A decade after the Sept. 11 attacks, Yale students are still discussing their effect on the way minorities are perceived in the United States.
The South Asian Society at Yale, in collaboration with the Yale Chaplain’s Office and two other student groups, held a forum Monday night for reflection on racial profiling in the post-9/11 world as part of a series of University-wide events commemorating the 10-year anniversary of the attacks. The evening’s discussion addressed societal issues that have developed since 9/11, such as racial profiling in airports, and how those policies reveal that discrimination still exists against minority groups.
Speaker Deepa Iyer, who serves as the executive director of SAALT (South Asian Americans Leading Together), an advocacy organization with 42 branches in the United States, said she was an employee for the Federal Department of Justice at the time of the attacks. In the aftermath of 9/11, Iyer was charged with collecting reports of bullying, vandalism and discrimination that minorities suffered after the fall of the twin towers — a position she said made her increasingly conscious of how discrimination exists within governmental policy.

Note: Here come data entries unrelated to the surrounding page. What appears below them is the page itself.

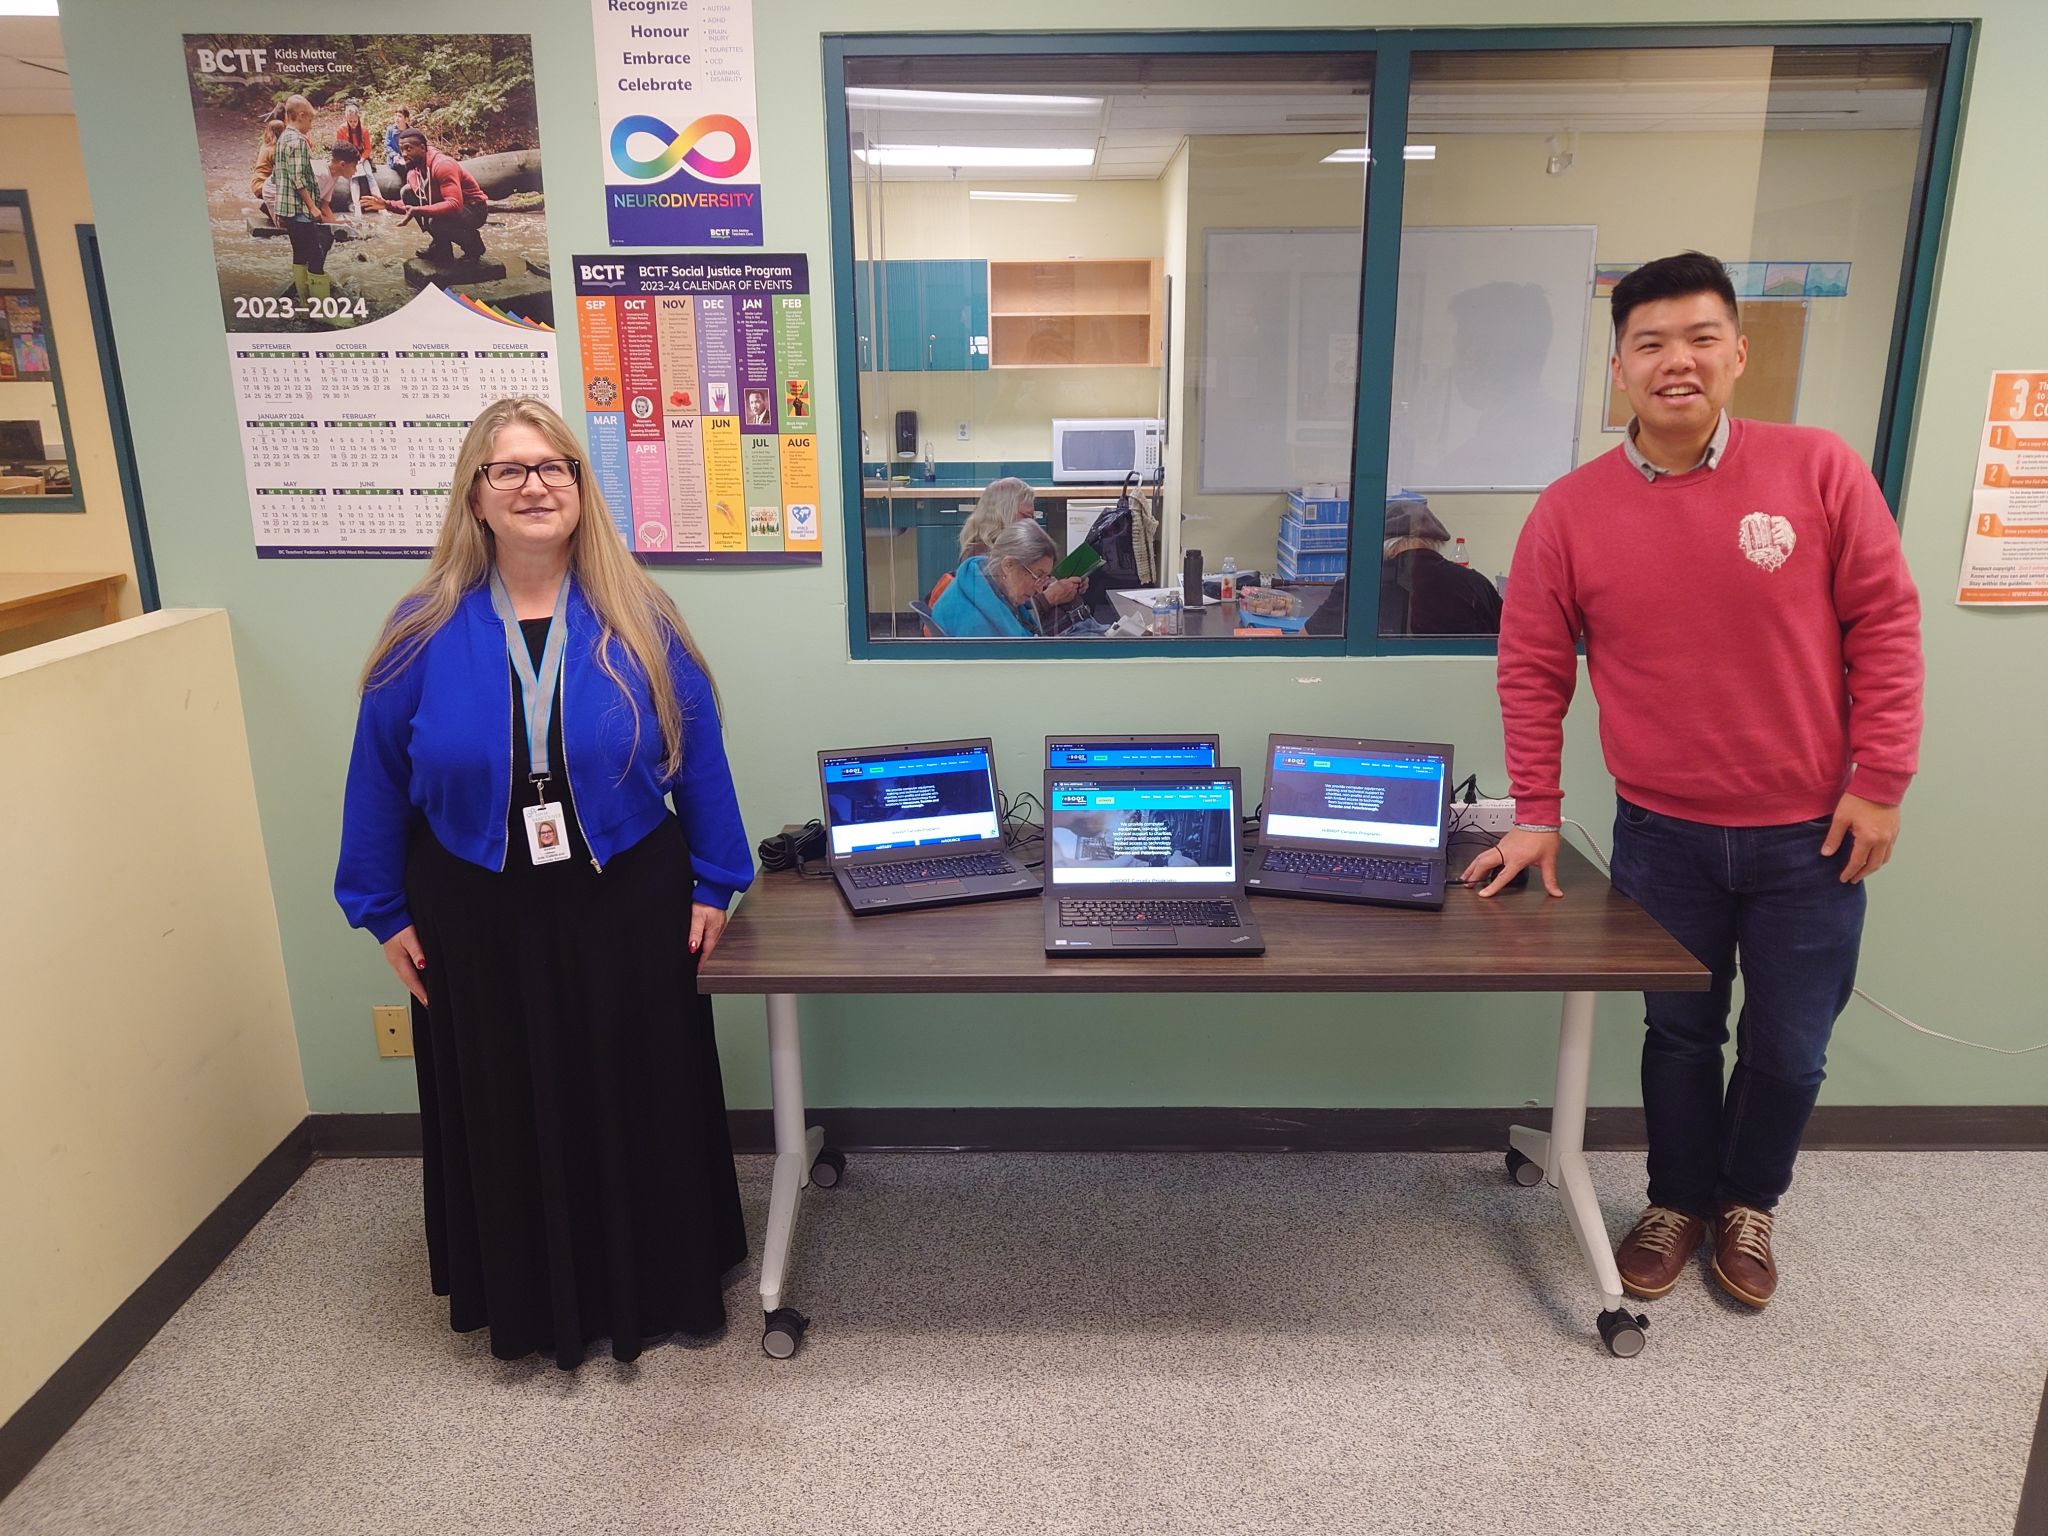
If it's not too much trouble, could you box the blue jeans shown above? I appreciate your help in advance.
[1609,797,1865,1217]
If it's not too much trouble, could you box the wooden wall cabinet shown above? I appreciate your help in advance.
[988,259,1161,369]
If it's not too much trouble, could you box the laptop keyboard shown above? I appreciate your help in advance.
[1058,899,1242,928]
[848,852,1017,888]
[1261,848,1434,885]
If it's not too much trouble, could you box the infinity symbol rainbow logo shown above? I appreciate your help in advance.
[610,114,752,181]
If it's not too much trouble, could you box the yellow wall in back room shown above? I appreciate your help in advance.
[0,114,139,654]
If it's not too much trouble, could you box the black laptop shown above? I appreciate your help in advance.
[1248,735,1454,910]
[1042,765,1264,955]
[818,738,1040,914]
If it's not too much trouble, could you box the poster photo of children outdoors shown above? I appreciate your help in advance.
[184,34,551,332]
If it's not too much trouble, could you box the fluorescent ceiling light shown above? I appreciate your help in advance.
[968,190,1079,203]
[854,145,1097,168]
[1320,145,1437,163]
[0,0,60,13]
[847,87,1102,114]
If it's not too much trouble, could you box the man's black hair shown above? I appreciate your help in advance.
[397,127,428,147]
[330,141,361,163]
[1610,251,1738,339]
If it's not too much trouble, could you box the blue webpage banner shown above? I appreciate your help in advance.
[1271,748,1444,783]
[1049,783,1233,812]
[823,749,989,784]
[1048,743,1218,769]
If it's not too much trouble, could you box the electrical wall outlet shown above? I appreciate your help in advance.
[1454,798,1517,836]
[955,420,971,441]
[373,1004,413,1059]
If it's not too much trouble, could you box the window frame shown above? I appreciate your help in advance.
[0,189,87,515]
[822,23,1971,660]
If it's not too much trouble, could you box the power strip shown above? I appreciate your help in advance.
[1452,798,1517,836]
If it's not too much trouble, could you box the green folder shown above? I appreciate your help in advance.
[1051,542,1104,581]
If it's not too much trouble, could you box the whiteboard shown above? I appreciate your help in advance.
[1387,225,1597,492]
[1197,224,1596,495]
[1199,229,1362,494]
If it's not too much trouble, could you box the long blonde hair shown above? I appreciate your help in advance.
[359,397,715,781]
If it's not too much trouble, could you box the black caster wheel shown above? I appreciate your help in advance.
[762,1307,810,1360]
[1505,1148,1544,1187]
[810,1147,847,1189]
[1596,1306,1649,1358]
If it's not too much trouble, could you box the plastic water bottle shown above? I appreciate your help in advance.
[1453,537,1470,567]
[1219,554,1238,601]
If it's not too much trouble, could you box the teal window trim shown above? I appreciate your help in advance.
[824,22,1969,661]
[0,189,86,515]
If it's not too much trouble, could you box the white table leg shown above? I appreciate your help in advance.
[759,992,822,1317]
[1547,989,1627,1312]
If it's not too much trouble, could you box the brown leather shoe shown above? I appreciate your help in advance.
[1615,1205,1707,1300]
[1713,1202,1779,1308]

Lyer discussed the arbitrary detentions that thousands of Muslims and South Asians faced after Sept. 11, some of which resulted in closed immigration hearings and secret deportations. In addition to those clandestine proceedings, Lyer said the government also never publicly discussed its creation of the Special Registration Program — a 2002-’03 act that required 83,000 of immigrants of specific ethnic backgrounds to report to immigration authorities, and caused an estimated 30,000 deportations.
Vijay Prashad, a professor in International Studies at Trinity College who also spoke to the roughly 30 students in attendance, added that overcoming modern prejudices is not about transcending specific religious barriers, but rather altering structures and policies that inherently create discrimination within society.
Valarie Kaur LAW ’12, a filmmaker and minority rights advocate, also spoke about the social prejudices in America’s post-9/11 cultural landscape.
Kaur, who was a 20-year-old Stanford University student in 2001, said the attacks spurred her to leave college and travel across America compiling a documentary about hate crimes in post-9/11 society. Her resulting film, “Divided We Fall,” examined severe hate crimes committed nationwide, such as a Sikh man being beaten with baseball bats in Queens, N.Y. and Muslim men being gunned down on the side of the road in California.
“I wanted to answer the question, ‘Who counts as an American?’” Kaur said.
Kaur said that Muslim identity is often used today by politicians to win votes by creating a “common enemy.”
Despite ongoing examples of hate crimes and discrimination, Kaur said the “millennial” generation has the potential to make American culture more tolerant, and has shown “more open-mindedness and diversity” than previous generations.
In addition to the South Asian Society at Yale and the Chaplain’s Office, the Yale Asian American Students Alliance and Yale Muslim Students Association also hosted the event.